Investigation of structural, linear, and nonlinear optical properties of nanosized zinc oxide and cadmium oxide particles ingrained in graphitic carbon nitrides

Abstract

Abstract The study aims to evaluate the third-order optical nonlinearity caused by laser irradiation in transition metal oxide incorporated into graphitic carbon nitrides. The work describes the synthesis of nano-sized hybrid g-C3N4/ZnO (14%) and g-C3N4/CdO (14%). Nano-sized transition metal oxides: ZnO and CdO, have been prepared by thermally decomposing the organic precursors; Zinc Acetate Dihydrate, Cadmium Acetate Dihydrate, and Urea at 873 K. Graphitic carbon nitrides are synthesized from urea, which also functions as a reducing agent.

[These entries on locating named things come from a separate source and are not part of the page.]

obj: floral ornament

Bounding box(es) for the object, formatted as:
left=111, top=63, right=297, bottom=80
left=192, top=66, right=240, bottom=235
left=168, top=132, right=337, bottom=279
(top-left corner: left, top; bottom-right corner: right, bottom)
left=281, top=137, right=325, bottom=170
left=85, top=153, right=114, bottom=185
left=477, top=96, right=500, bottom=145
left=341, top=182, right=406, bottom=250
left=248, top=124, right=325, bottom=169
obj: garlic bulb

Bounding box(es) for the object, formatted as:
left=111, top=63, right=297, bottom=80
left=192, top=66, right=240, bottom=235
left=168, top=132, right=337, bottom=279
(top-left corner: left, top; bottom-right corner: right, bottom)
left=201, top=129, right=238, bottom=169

The synthesized sample’s structural and morphological characterization are investigated using x-ray diffraction (XRD), Fourier transforms infrared (FTIR), UV–vis. spectra, field emission scanning electron microscopy (FESEM), and energy dispersive x-ray spectroscopy (EDX). The grain size of the ZnO and CdO nanoparticles is observed to be ∼21 nm and ∼28 nm, respectively. The absorption in the samples is found to be 250–450 nm and transmit the light in the visible spectrum as observed in UV–vis. spectra. The bandgap values calculated from Tauc’s plot for the hybrid structure of g-C3N4/ZnO and g-C3N4/CdO are found to be 2.97 eV and 2.30 eV.The z-scan method is adopted to evaluate the nonlinear susceptibility (χ3), intensity-dependent absorption coefficient (β), and nonlinear index of refraction (n2) using a pulsed Nd:YAG laser (∼532 nm). The results of the composite of g-C3N4/ZnO and g-C3N4/CdO show good third-order susceptibility and hence are useful for use as an optical limiter.